Prime Minister Jacinda Ardern has ruled out enforcing the much-debated capital gains tax.
While many business organisations are cheerful, with some commending NZ First, others say a growing wealth gap is a disservice to the country's most vulnerable.
The Employers and Manufacturers Association said it was relieved with the decision to not proceed with the tax because it would hamper the ability of small to medium-sized businesses to grow.
"It wasn't something that was going to meet the objectives of reducing over-investment in housing and increasing tax fairness, and it would have been at a significant cost for SMEs," chief executive Brett O'Riley said.
"Dropping the CGT is one less issue for SMEs to deal with, especially with the volume of change this government is trying to introduce in the workplace."
The Road Transport Forum said a new tax would have been a burden on transport businesses.
"For transport companies, a CGT would have covered vehicles, premises, land, equipment and other business assets. The compliance alone would have been extremely onerous," RTF chief executive Nick Leggett said.
"There would be less money to hire more staff, invest in professional development and training, purchase more modern equipment and generally make businesses more productive."
Role of New Zealand First 'pivotal'
Canterbury Employers Chamber of Commerce chief executive Leeann Watson said the decision highlighted the government's commitment to the business community.
"We are pleased that the government has embarked on a strong, robust consultation process with all members of the community ... and ultimately made the right decision to rule out a new tax that could have adversely impacted all New Zealanders - and in particular small and medium-sized enterprises, which make up the majority of our country's employers," she said.
Ms Watson said the chamber had always advocated for a balanced and efficient tax system, and addressing areas that were not working, rather than introducing new measures.

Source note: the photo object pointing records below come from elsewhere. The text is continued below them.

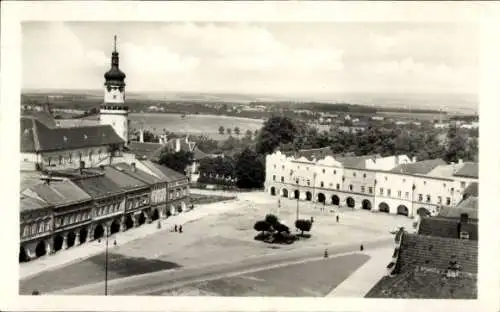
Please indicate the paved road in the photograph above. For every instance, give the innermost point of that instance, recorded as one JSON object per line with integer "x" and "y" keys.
{"x": 161, "y": 281}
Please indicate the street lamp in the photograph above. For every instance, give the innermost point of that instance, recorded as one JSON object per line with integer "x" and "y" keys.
{"x": 106, "y": 263}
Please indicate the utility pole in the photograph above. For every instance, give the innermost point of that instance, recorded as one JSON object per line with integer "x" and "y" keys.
{"x": 106, "y": 264}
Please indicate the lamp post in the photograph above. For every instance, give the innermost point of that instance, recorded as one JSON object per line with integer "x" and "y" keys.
{"x": 106, "y": 264}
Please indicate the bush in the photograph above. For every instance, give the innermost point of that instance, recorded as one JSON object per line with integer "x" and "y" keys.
{"x": 262, "y": 226}
{"x": 303, "y": 225}
{"x": 271, "y": 219}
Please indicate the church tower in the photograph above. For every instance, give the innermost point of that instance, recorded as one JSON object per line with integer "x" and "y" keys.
{"x": 113, "y": 111}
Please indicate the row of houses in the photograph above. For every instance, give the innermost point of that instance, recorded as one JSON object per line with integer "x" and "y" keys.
{"x": 65, "y": 208}
{"x": 393, "y": 184}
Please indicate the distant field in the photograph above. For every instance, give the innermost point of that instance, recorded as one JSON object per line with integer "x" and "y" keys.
{"x": 194, "y": 124}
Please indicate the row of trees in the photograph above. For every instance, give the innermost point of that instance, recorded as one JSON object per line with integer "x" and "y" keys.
{"x": 426, "y": 143}
{"x": 237, "y": 131}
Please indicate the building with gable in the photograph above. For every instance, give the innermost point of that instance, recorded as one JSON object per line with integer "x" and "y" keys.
{"x": 82, "y": 183}
{"x": 391, "y": 184}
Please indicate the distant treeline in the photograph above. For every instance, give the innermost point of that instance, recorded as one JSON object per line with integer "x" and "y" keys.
{"x": 341, "y": 107}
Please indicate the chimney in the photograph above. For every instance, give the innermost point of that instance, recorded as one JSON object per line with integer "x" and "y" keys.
{"x": 177, "y": 145}
{"x": 141, "y": 135}
{"x": 464, "y": 218}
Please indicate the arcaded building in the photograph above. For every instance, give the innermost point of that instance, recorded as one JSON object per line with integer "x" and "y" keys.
{"x": 392, "y": 184}
{"x": 82, "y": 183}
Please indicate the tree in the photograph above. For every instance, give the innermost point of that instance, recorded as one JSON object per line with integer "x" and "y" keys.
{"x": 250, "y": 170}
{"x": 262, "y": 226}
{"x": 303, "y": 225}
{"x": 221, "y": 130}
{"x": 248, "y": 135}
{"x": 177, "y": 161}
{"x": 276, "y": 130}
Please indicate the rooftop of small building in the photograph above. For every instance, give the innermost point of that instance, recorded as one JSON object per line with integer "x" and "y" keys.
{"x": 58, "y": 192}
{"x": 468, "y": 170}
{"x": 419, "y": 167}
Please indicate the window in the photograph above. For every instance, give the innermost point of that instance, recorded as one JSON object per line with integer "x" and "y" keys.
{"x": 464, "y": 235}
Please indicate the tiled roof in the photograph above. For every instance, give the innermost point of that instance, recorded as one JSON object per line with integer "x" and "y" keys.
{"x": 123, "y": 180}
{"x": 468, "y": 170}
{"x": 356, "y": 162}
{"x": 472, "y": 189}
{"x": 418, "y": 284}
{"x": 35, "y": 137}
{"x": 310, "y": 154}
{"x": 98, "y": 186}
{"x": 138, "y": 174}
{"x": 60, "y": 193}
{"x": 145, "y": 149}
{"x": 29, "y": 203}
{"x": 43, "y": 116}
{"x": 419, "y": 167}
{"x": 164, "y": 172}
{"x": 446, "y": 227}
{"x": 469, "y": 206}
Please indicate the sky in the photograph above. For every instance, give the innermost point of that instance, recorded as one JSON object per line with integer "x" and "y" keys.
{"x": 265, "y": 58}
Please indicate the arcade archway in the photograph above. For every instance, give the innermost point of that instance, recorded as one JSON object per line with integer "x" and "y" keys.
{"x": 58, "y": 241}
{"x": 98, "y": 232}
{"x": 156, "y": 215}
{"x": 115, "y": 227}
{"x": 366, "y": 204}
{"x": 71, "y": 239}
{"x": 296, "y": 194}
{"x": 335, "y": 200}
{"x": 321, "y": 198}
{"x": 383, "y": 207}
{"x": 308, "y": 196}
{"x": 83, "y": 235}
{"x": 41, "y": 249}
{"x": 403, "y": 210}
{"x": 350, "y": 202}
{"x": 273, "y": 191}
{"x": 23, "y": 256}
{"x": 423, "y": 212}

"We look forward to working further with the government to help shape a regulatory environment that promotes business and supports those who seek to create jobs and prosperity for the whole community."
"We acknowledge the role that New Zealand First has played in this outcome."
The decision also went down well with Federated Farmers.
"It seems to us that New Zealand First has been pivotal in this decision, and we appreciate their pragmatism," Feds economics spokesperson Andrew Hoggard said.
He was glad that the government would look at the compliance cost reduction ideas mentioned in the Tax Working Group's report.
"There were a number of these that are worth looking at, including increasing various thresholds (eg for provisional tax) and simplifying depreciation and Fringe Benefits Tax, and removing resident withholding tax on close company-related party interest and dividend payments," Mr Hoggard said.
He was also pleased that there would be no resource rental for water or fertiliser tax - at least in this term of government.
Business NZ commended the government and said it was clear that NZ First has played a "significant role" in a capital gains tax not proceeding, and the business community would thank them for "not compromising their concerns".
Its chief executive Kirk Hope said members did not see the justification for "an expensive new tax that would have reduced the competitiveness of the New Zealand business sector for no discernible gain".
"Business NZ was appreciative of being included in the working group process and commends much of what is in the report, but in the end could not support a capital gains tax."
However he says it made another 90 proposals for the government to consider.
Path to 'persistent wealth inequality'
However, NZ Council of Trade Unions president Richard Wagstaff said the decision was "hugely disappointing".
"Working people need a fairer New Zealand, a place where we can all thrive. Ensuring that everyone contributes their share is a key part of that.
"A fairer tax system remains part of the solution in building the country we want New Zealand to be."
Mr Wagstaff said the government needed to stop favouring businesses and property owners over working New Zealanders.
Similarly, the Public Service Association (PSA) said it was disappointing that there was no appetite for implementing some form of capital gains tax.
"That was certainly not the opinion of the majority of the Tax Working Group, nor a number of New Zealand's leading economists, nor a large cross-section of community interests and ordinary citizens who were gaining a voice through networks such as Tax Justice Aotearoa New Zealand," PSA national secretaries Glenn Barclay and Kerry Davies said.
They said the PSA was anxious to see what this year's Budget would deliver to underpin how to cover the costs of meeting the wellbeing needs of all New Zealanders - especially those who were "struggling to make ends meet and do not have the luxury of untaxed capital gains".
Today's decision left the way open for "persistent wealth inequality" in New Zealand to go unchecked, they said.
Auckland Action Against Poverty (AAAP) condemned the government for not fixing a tax system which benefited a wealthy few.
"The government's refusal to implement bold tax reform to address the growing wealth gap is a disservice to our most vulnerable", AAAP coordinator Ricardo Menendez March said.
"Those who are on low-income, homeless, or most impacted by out-of-control speculation were not listened to throughout the Capital Gains Tax debate leading up to this decision."
Instead, he said the government "allowed wealthy landowners to control the narrative" over what sort of tax system Aotearoa should have.
"Wealthy landlords held the debate hostage by threatening to increase rents if their obscene profit margins from speculative gains were threatened."
Because of this decision, housing in New Zealand would continue to be seen as an "investment to make a profit out of instead of a fundamental human right".